Çengi – Kitap Açıklaması
Toplumu eğitmeyi kendisine vazife sayan Ahmet Mithat Efendi Çengi romanında, Cervantes’in meşhur eseri Don Kişot’u Osmanlı kültürü ve edebiyatına uyarlayarak okuyucuya öğretici bir bildiri verir.
Büyü ve efsunla uğraşarak bir fazlaca servet biriktiren Saliha Molla, İstanbul’un tanınan simalarından biridir. Oğlu Daniş Çelebi’yi büyü, tılsım, cin hikâyeleri içinde büyütür. Saliha Molla’ya nazaran, her taraf cin ve perilerle doludur. Evde dolaşırken bu cin ve periler incitilmemelidir. İlk terbiyeyi bu şekilde alan Daniş Çelebi, annesinin teşvikiyle hikâyelerin gerçekliğine inanmaya adım atar ve Don Kişotluğu da bu aşamada baş gösterir.

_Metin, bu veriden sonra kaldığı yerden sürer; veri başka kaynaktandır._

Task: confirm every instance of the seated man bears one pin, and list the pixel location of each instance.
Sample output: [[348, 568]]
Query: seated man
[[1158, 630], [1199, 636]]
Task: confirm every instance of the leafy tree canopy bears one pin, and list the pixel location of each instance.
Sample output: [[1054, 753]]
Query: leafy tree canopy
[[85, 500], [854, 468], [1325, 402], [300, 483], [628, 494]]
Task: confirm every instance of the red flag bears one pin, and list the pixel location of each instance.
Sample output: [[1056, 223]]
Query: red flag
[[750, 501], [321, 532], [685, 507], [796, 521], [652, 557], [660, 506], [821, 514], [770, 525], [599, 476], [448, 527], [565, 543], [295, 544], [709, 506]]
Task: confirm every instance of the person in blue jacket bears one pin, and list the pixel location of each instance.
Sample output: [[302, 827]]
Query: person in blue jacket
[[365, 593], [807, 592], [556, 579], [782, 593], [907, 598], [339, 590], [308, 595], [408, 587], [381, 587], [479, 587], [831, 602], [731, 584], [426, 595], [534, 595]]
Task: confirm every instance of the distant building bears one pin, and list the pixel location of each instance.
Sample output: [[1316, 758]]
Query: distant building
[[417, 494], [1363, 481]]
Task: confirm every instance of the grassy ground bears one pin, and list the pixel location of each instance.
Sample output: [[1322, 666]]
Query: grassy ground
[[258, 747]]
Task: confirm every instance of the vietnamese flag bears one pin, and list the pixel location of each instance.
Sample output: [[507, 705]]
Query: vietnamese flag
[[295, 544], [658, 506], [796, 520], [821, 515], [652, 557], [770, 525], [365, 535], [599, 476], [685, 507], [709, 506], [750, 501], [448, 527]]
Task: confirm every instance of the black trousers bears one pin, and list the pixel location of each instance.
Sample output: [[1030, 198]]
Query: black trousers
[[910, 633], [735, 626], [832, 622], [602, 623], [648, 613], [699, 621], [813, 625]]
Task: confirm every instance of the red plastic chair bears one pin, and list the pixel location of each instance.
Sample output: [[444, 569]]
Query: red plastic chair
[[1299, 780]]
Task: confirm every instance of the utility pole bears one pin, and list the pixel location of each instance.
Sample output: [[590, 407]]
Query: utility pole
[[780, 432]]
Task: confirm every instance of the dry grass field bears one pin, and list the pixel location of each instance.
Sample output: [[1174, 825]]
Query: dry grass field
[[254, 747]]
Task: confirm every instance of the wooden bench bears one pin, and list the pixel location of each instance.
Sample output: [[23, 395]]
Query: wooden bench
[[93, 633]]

“…Çelebi cenaplarının nazarıdikkatlerini çeker ise onu uygulamak için, zihninden bir fıkra, bir hikâye bulmaya çalışır. Hem de kesinlikle bulur. Bulmuş olduğu anda görmüş olduğu şeyi zihnindeki hikâyeye uydurarak kuruntusunu büyütmeye başladığı anda da meseleye vücut verir ve derhâl kendisini o hikâyenin içinde bulur.”